2024 song by Riley Green featuring Ella Langley

"Don't Mind If I Do" is a song written and recorded by American country music singer Riley Green. First released on September 6, 2024, as a promotional single from his third studio album of the same name (2024), it was released as the album's second single to country radio on July 21, 2025. It features American country music singer Ella Langley and was produced by Dann Huff.

==Background==
Green first teased the song in mid-June 2024 via a video of him playing an acoustic version of the song. He had written the song as a duet. While Green was touring with Langley in the United States, he asked her to sing the portion intended for the other vocalist.
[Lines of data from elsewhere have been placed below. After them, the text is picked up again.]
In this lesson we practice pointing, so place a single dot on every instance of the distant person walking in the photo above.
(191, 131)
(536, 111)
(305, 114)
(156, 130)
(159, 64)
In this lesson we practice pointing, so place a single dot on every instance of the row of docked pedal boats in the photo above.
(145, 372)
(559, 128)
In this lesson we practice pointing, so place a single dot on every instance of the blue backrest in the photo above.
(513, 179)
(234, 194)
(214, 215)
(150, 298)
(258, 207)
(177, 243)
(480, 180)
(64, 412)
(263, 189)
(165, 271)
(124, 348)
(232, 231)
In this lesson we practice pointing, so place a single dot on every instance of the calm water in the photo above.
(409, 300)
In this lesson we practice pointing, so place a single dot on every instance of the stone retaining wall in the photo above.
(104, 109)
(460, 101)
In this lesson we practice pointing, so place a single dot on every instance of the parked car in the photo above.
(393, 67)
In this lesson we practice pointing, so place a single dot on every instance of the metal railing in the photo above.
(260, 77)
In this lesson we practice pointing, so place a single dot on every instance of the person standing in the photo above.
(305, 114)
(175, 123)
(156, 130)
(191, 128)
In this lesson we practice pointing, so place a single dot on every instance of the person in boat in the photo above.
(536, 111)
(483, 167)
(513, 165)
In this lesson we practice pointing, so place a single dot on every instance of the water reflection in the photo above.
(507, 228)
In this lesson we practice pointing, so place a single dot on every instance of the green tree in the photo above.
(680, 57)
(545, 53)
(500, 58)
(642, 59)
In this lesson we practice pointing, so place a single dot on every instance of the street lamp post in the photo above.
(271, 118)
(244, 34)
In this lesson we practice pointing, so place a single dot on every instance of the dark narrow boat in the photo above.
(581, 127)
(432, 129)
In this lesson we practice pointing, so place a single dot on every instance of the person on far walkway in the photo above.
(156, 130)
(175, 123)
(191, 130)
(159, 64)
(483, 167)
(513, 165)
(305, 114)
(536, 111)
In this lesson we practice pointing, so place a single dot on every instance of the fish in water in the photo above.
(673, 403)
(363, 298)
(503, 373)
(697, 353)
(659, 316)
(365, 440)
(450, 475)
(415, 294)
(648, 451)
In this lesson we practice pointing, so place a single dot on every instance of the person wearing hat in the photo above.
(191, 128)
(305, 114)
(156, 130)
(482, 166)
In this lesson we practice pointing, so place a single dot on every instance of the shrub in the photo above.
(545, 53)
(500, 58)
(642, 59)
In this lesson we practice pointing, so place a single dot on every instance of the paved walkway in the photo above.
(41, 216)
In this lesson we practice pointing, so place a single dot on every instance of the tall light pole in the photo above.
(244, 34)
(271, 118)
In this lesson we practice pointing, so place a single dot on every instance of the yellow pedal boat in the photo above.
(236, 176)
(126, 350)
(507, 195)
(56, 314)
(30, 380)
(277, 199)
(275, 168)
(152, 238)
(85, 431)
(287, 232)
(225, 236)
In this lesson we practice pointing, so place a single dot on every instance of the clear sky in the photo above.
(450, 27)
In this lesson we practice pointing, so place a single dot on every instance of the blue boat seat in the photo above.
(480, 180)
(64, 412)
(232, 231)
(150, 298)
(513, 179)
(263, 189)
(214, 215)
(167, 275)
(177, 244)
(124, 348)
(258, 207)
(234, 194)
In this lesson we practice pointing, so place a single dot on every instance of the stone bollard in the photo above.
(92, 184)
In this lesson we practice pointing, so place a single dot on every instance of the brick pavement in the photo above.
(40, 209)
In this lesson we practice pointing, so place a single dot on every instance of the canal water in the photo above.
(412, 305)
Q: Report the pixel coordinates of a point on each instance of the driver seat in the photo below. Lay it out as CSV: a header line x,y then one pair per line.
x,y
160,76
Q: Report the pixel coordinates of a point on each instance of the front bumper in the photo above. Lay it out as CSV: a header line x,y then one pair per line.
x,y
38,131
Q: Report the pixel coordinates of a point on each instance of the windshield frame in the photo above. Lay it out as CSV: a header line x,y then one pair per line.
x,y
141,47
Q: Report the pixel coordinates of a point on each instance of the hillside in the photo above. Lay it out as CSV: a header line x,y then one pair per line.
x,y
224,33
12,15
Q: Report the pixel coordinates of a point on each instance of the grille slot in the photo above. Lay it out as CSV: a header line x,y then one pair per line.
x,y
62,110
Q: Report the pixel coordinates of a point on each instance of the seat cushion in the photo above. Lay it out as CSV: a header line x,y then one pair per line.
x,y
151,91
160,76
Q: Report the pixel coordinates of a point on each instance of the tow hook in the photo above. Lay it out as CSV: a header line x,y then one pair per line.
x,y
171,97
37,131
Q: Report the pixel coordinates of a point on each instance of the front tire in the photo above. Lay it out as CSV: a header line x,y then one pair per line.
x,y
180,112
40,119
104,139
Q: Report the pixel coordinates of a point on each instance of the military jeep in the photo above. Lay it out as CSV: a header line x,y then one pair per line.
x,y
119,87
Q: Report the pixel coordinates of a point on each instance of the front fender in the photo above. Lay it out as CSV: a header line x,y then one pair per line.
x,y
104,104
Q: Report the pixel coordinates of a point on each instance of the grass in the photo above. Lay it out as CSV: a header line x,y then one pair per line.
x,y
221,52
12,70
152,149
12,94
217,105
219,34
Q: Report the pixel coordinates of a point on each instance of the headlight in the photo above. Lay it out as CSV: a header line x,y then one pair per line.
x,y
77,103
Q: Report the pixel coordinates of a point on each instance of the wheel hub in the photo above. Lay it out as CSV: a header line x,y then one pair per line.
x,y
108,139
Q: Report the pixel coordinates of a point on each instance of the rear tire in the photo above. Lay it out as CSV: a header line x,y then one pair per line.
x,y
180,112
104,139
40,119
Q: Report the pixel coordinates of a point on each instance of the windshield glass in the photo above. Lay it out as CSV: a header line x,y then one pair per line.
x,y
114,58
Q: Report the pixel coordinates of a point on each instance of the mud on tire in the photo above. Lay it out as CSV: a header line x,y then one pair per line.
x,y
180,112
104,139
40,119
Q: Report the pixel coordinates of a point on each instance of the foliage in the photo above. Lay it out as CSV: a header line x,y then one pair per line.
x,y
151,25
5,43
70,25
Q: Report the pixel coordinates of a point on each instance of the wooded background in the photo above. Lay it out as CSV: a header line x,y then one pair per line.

Initially, Green was only planning to use Langley's recording as a reference track, but decided to keep her on the song as he believed she sung it better than anyone else could have. It marked the second collaboration between the artists following "You Look Like You Love Me" from Langley's debut album, Hungover.

==Composition==
The song contains acoustic guitar, and introduces a gentle drum pattern and faint steel guitar as it progresses. The lyrics depict Green drinking whiskey to forget about his ex-girlfriend while wishing to rekindle the relationship. He secretly wants to stop by her house to request it and hopes she does not mind that he still has feelings for her. In the second verse, Langley sings backing vocals, indicating that she also misses him, and Green details that his attempts to let go have nearly succeeded, but he always succumbs to his temptations to start drinking again. The more he drinks, the stronger his desire to reconcile with her. Langley takes the lead in the final chorus as she sings from his ex's perspective, in which she wants him to tell her how he truly feels and does not mind if he does the things he craves.

==Live performances==
Green and Langley performed the song on The Voice during the season 26 finale on December 10, 2024.

==Charts==
===Weekly charts===

Weekly chart performance for "Don't Mind If I Do"
| Chart (2025–2026) | Peak position |
|---|---|
| Canada Hot 100 (Billboard) | 30 |
| Canada Country (Billboard) | 1 |
| US Billboard Hot 100 | 23 |
| US Country Airplay (Billboard) | 1 |
| US Hot Country Songs (Billboard) | 5 |

===Year-end charts===

Year-end chart performance for "Don't Mind If I Do"
| Chart (2025) | Position |
|---|---|
| US Hot Country Songs (Billboard) | 45 |

==Certifications==

Certifications for "Don't Mind If I Do"
| Region | Certification | Certified units/sales |
| New Zealand (RMNZ) | Gold | 15,000^{‡} |
| United States (RIAA) | 2× Platinum | 2,000,000^{‡} |
^{‡} Sales+streaming figures based on certification alone.